Question to the Department for Education:

To ask the Secretary of State for Education, what assessment she has made of the level of potential harm to looked-after children if weaknesses in ePEP systems lead to data breaches or inadequate safeguarding of their personal information.

Statutory guidance for Virtual School Heads (VSHs) sets out what Personal Education Plans (PEPs) must cover and the outcomes they should support. The department does not mandate, endorse or have oversight of any specific electronic PEP (ePEP) platforms. Decisions about whether to use an ePEP system, and which system to procure, rest with individual local authorities.

Our ‘Data Protection in Schools’ guidance supports schools and local authorities to understand their legal responsibilities when using third-party software.

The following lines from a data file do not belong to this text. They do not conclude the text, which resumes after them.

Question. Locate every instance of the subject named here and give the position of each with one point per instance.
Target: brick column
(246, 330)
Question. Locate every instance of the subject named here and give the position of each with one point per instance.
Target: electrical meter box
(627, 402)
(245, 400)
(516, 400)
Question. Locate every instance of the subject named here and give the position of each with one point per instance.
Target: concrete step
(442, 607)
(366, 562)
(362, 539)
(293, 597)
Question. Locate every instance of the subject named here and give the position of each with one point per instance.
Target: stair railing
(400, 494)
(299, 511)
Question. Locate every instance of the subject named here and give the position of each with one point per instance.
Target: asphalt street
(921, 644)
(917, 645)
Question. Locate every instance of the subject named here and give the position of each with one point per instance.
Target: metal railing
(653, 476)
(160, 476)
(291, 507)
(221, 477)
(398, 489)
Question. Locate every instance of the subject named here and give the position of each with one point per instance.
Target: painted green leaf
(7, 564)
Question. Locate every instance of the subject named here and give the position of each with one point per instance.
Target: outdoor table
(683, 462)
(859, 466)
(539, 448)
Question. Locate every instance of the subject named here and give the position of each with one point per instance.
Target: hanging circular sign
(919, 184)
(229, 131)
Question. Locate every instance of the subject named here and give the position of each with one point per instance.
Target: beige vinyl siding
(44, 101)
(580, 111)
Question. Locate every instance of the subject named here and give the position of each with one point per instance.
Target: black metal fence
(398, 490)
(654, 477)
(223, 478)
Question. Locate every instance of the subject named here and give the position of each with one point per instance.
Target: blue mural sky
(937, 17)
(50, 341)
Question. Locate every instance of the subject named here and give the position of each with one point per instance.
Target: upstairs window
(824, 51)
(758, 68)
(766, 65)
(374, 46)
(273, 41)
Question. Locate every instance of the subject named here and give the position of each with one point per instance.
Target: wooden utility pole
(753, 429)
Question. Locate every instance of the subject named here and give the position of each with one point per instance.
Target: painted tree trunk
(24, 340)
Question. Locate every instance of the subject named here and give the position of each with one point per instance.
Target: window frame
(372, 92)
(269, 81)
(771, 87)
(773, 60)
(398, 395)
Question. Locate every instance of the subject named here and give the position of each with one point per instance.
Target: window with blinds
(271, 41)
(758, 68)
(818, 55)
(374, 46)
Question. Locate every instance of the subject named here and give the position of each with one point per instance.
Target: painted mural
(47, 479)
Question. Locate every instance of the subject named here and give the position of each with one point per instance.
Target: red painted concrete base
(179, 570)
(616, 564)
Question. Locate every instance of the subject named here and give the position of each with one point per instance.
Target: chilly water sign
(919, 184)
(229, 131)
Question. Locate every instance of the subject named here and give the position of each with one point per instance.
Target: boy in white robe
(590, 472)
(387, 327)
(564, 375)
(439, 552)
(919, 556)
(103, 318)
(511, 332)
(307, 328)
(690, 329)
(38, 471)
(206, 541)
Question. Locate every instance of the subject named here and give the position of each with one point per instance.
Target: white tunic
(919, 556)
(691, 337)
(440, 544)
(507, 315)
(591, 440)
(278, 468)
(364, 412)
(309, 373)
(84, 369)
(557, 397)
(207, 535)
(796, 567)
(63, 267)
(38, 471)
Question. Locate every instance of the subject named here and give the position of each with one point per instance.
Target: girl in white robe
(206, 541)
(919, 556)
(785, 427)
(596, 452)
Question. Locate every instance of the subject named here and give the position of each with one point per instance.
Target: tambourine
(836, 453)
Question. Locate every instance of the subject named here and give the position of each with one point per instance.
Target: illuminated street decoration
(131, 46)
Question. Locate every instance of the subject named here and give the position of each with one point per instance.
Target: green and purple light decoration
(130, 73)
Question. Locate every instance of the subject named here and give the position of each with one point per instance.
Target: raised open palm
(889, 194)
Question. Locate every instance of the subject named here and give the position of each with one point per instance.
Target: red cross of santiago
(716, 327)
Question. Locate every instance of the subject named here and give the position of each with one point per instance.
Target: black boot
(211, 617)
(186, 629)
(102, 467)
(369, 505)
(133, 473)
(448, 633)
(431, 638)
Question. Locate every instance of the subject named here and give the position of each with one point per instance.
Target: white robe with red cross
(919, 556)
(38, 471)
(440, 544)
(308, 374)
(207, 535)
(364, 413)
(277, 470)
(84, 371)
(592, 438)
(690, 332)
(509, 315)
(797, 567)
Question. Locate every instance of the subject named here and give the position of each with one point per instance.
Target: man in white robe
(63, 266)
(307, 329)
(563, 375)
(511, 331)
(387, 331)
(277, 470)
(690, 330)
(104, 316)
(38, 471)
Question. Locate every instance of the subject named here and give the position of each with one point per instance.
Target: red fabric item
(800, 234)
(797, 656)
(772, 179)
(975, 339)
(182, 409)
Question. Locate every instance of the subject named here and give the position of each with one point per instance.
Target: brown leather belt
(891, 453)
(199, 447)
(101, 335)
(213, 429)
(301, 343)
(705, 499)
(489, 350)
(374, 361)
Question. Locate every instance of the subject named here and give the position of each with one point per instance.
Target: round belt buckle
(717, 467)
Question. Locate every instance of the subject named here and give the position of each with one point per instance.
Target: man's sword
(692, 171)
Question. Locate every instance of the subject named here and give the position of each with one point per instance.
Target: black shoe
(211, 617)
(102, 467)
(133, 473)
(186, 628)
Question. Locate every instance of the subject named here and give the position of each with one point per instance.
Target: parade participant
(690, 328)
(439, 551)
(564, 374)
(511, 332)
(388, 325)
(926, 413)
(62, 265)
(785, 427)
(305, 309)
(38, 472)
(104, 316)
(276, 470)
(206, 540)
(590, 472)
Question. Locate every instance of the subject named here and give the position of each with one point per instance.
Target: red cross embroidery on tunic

As data controllers, local authorities are responsible for ensuring that any systems they use to record, store, or share information comply with data protection law and safeguarding standards, including where sensitive information about children in care is processed.

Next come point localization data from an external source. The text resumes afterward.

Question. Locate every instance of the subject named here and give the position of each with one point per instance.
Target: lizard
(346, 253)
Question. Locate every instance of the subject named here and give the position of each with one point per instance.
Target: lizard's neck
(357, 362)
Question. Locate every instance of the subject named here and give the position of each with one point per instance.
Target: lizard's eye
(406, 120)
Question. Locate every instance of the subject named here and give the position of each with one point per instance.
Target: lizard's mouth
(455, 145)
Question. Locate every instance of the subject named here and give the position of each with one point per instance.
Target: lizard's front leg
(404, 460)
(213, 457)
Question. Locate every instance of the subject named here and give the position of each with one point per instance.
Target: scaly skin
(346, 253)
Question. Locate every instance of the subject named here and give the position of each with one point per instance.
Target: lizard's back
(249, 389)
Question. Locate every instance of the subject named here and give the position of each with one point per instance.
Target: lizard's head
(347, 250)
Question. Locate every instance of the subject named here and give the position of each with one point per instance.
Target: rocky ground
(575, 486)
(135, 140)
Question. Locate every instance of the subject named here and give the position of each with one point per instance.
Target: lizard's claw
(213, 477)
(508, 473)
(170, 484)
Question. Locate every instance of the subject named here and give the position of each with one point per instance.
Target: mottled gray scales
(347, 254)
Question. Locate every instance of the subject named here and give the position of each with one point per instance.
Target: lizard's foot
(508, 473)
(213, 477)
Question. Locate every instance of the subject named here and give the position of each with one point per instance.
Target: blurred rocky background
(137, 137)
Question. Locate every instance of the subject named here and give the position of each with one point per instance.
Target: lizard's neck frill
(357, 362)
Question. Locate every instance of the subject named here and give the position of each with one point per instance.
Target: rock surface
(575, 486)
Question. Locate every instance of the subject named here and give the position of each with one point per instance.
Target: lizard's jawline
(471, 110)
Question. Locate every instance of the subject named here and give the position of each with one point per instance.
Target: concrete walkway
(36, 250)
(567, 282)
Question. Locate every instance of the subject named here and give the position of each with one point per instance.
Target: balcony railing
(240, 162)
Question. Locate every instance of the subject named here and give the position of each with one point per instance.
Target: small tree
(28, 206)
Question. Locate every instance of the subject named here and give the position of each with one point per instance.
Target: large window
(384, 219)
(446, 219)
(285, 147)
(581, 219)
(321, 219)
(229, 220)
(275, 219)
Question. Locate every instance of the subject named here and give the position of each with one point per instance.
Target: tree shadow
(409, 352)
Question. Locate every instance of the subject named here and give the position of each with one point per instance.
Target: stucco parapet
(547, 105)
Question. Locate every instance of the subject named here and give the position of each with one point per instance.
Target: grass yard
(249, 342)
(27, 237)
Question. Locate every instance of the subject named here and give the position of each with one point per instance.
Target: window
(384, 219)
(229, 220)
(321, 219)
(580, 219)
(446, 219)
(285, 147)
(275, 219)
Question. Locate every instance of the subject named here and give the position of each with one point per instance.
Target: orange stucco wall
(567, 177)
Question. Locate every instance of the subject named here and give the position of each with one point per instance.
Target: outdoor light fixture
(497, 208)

To reinforce this, we have engaged with the National Association of Virtual School Heads to reiterate the importance to their members of working closely with relevant teams across their local authority to ensure robust data security, assurance and compliance when procuring and operating systems that hold children’s data.

We are committed to publishing updated statutory guidance for VSHs prior to the introduction of new duties on VSHs in September 2027. As part of this work, we will restate the above requirements for local authority due diligence on data governance, security and safeguarding when using third party software to support the role of the VSH.